Le néerlandais s'en va-t-il à vau-l'eau?
Le club du livre ECI, le plus important - et pour cause! il est le seul qui subsiste! -, propriété du groupe ouest-allemand Bertelsmann, a lancé un concours où le montant des prix (105.000 florins, soit 1.800.000 francs belges ou 300.000 francs français) à répartir, ainsi en a décidé le jury, entre un maximum de trois vainqueurs, est destiné à rehausser son image de marque.
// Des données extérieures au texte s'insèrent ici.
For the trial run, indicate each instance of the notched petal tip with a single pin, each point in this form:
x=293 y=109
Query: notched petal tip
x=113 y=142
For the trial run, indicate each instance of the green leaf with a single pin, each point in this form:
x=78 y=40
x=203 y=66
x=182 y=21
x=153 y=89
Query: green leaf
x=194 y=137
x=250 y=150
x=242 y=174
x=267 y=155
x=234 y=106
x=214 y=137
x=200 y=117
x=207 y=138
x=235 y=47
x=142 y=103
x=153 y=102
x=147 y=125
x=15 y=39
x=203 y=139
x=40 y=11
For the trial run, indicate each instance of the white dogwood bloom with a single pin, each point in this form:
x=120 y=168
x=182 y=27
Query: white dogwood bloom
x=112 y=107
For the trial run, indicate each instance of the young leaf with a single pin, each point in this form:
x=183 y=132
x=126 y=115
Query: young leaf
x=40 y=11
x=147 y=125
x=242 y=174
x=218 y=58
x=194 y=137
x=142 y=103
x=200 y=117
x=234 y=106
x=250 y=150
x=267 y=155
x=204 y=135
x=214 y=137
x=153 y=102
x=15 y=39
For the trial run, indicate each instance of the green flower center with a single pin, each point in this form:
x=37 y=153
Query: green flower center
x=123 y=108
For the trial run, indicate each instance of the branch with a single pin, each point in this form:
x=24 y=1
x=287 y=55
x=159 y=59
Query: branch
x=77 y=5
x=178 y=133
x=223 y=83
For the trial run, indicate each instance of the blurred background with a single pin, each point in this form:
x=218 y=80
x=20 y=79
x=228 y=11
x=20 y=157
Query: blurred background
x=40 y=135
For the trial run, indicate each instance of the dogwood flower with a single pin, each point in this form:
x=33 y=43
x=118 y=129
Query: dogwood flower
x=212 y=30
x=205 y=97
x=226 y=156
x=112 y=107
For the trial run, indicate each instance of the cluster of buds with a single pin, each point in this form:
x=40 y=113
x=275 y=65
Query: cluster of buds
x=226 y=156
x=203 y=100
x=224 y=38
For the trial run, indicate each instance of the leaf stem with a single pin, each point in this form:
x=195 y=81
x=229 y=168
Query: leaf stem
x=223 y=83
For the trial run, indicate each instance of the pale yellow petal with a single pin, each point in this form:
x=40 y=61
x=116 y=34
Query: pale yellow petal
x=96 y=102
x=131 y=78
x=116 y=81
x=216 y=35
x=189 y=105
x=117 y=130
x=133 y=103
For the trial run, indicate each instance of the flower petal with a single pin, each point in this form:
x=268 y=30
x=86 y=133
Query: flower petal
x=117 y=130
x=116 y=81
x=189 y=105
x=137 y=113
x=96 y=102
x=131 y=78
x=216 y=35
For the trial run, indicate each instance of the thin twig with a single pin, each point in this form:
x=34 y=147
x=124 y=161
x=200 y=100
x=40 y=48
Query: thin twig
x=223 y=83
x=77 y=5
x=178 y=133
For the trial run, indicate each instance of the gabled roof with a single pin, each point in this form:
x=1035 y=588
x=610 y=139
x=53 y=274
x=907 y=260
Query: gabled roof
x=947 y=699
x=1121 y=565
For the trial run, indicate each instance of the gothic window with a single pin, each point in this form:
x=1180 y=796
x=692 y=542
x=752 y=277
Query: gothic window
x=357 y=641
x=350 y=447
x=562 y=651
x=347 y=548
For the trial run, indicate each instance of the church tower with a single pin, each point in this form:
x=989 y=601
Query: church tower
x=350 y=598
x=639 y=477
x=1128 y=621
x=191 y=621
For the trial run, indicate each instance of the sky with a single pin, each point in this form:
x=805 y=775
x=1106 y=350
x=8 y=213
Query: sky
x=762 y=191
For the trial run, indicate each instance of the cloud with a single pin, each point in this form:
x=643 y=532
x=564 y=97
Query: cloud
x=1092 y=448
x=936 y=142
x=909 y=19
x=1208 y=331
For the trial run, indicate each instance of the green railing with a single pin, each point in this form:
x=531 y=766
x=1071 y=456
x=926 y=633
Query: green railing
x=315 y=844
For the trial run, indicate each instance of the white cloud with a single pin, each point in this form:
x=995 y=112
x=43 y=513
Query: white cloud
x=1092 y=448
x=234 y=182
Les noms du comité de conseil, qui constitue également le jury du prix, rendaient pourtant un son suffisamment digne d'intérêt: la présidence revenait à un homme politique connu (J.P.A. Gruijters, ancien ministre du logement, lequel, hélas, n'est pas sorti tout à fait indemne de l'enquête parlementaire sur les fraudes dans le secteur de la construction), et deux professeurs d'université renforcés de deux écrivains renommés complétaient le jury (le professeur docteur H. van den Bergh, le professeur G.A. Kohnstamm, Rudy Kousbroek et Monika van Paemel). Après l'excitation générale provoquée par le montant des sommes mises en jeu, la publication du sujet du concours, Le néerlandais s'en va-t-il à vaul'eau? fut extrêmement mal accueillie: on trouvait le thème proposé ‘d'un humour de rosière et tel que seuls de vieux messieurs suffisants peuvent l'imaginer’; on l'estimait uniquement capable d'inspirer de plates dissertations d'instituteur sur l'incapacité des jeunes à orthographier correctement ou sur la croissante ‘pollution’ du néerlandais par des emprunts à l'anglais ou au français. L'intérêt du public semble du reste se situer ailleurs; l'opuscule Turbotaal: gids voor trendy taalgebruik (Turbolangue; guide du langage branché), a
occupé des mois durant depuis sa parution à l'automne 1988 la tête du hitparade des livres, fiction exclue, et a été vendu à 250.000 exemplaires. Le club du livre ECI avait présenté in extremis (en vain) la requête de laisser aller à vau-l'eau un unique mot de la langue néerlandaise: on demanda à l'éditeur de rayer un mot signalé dans le guide, en contrepartie de quoi on lui garantissait une grosse commande. Ce mot était struivelaar (ahuri), la dénomination péjorative en vigueur parmi le personnel de l'ECI pour désigner sa propre clientèle.